Bistable Valve and Method for Actuating a Parking Brake System Having a Bistable Valve

Abstract

A bistable valve for use in a parking brake system has a self-retaining device. The self-retaining device includes a movable sliding element, a stationary latch, and a deep latching element pivotable relative to the sliding element and the latch. A method is provided for actuating the parking brake system having the bistable valve including the self-retaining device.

Description

BACKGROUND AND SUMMARY OF THE INVENTION

The invention relates to a bistable valve having a self-holding device. The invention further relates to a method for actuating a parking brake system having a bistable valve with a self-holding device.

Besides a service brake for braking the vehicle during vehicle operation, a vehicle usually has a parking brake, which is suited to securing the vehicle to prevent it from accidentally rolling away when it is parked. Before driving off, the driver has to release this parking brake again in order to allow the vehicle to be driven off again. Furthermore, a closed operating state of the parking brake should be stable, that is to say the parking brake, in the event of a defect, should not spontaneously release itself. For this purpose commercial vehicles, for example, have spring brake cylinders pre-tensioned by a spring which, in the absence of an active actuation signal for release of the parking brake, lock each of the vehicle wheels to which they are respectively assigned.

This action on the part of the parking brake affords the greatest possible vehicle safety when parking the vehicle but can have detrimental effects in vehicle operation. Should a defect, which interrupts the necessary signal for keeping the parking brake open, occur in the electronic or mechanical system controlling the parking brake system whilst underway, the parking brake will close spontaneously. The automatic braking of the vehicle occasioned by this can occur spontaneously and can be dangerous to traffic. Furthermore, the parking brake, once closed, cannot be opened again, which also makes the vehicle much harder to tow away.

This problem can be countered by making the parking brake likewise stable in the opened state. That is to say, in the event of a defect the parking brake remains in the opened state whist the vehicle is in operation. This can be achieved by way of a bistable valve, for example, which controls the parking brake. The bistable valve has two stable switching states, a first switching state being assigned to the closed parking brake and a second switching state to the opened parking brake.

The state of the art discloses various possible ways of ensuring that a valve will be bistable. For example, a permanent magnet may be moved between two stable rest positions by a magnetic field generated by an electrical pulse.

The object of the invention is to provide an alternative bistable valve which can be produced using a few, simple, components and which at the same time ensures a high reliability.

This and other objects are achieved by a bistable valve, and method of operating same in a parking brake system, having a self-holding device.
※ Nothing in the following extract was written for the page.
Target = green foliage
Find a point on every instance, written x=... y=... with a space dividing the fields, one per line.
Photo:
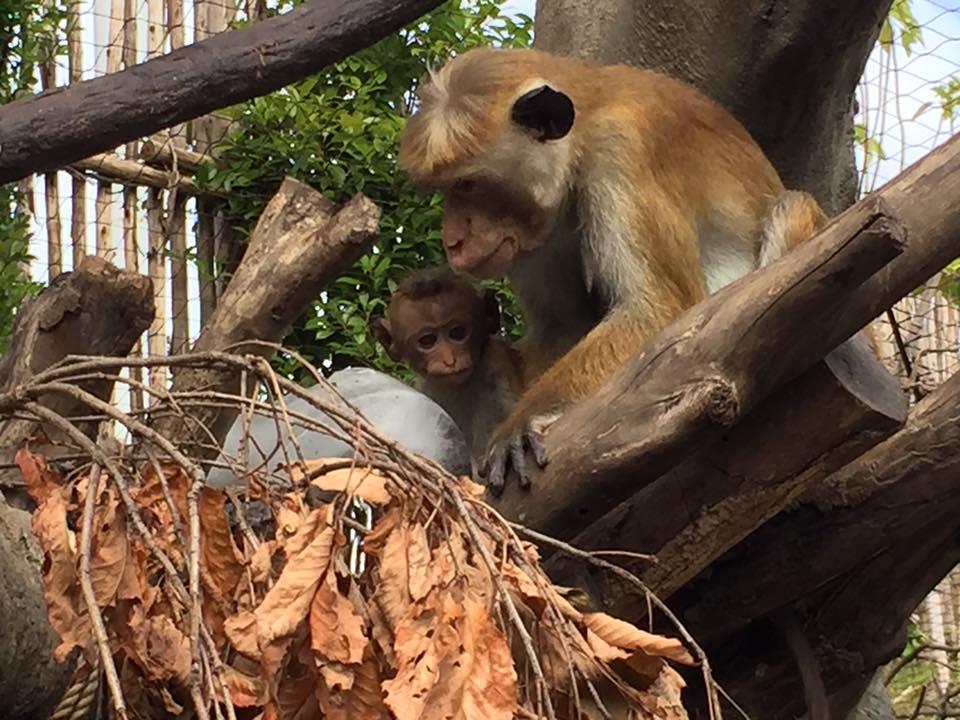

The self-holding device comprises a moveable sliding element, a stationary catch, and a deep latching element rotatable in relation to the sliding element and the catch.

The bistable valve according to the invention has a self-holding device that includes a moveable sliding element, a stationary catch and a deep latching element rotatable in relation to the sliding element and the catch. The moveable sliding element and the stationary catch together with the deep latching element rotatable in relation to the sliding element and the catch together form a “ball-point pen” mechanism. This ball-point pen mechanism is naturally very unsusceptible to faults and at the same time is easy to manufacture. Here, the sliding element is moveable in its axial direction, the catch is fixed or stationary, and the deep latching element is designed to be rotatable in relation to the sliding element and the catch. The axis of rotation of the deep latching element is definable by the axial direction of movement of the sliding element.

The bistable valve preferably includes an actuating element in the form of an electrically activated magnetic coil for actuating the self-holding device. The use of an electrically activated magnetic coil for actuating the self-holding device, that is to say for the axial displacement of the moveable sliding element, is one tried and tested (highly reliable) way of activating valves.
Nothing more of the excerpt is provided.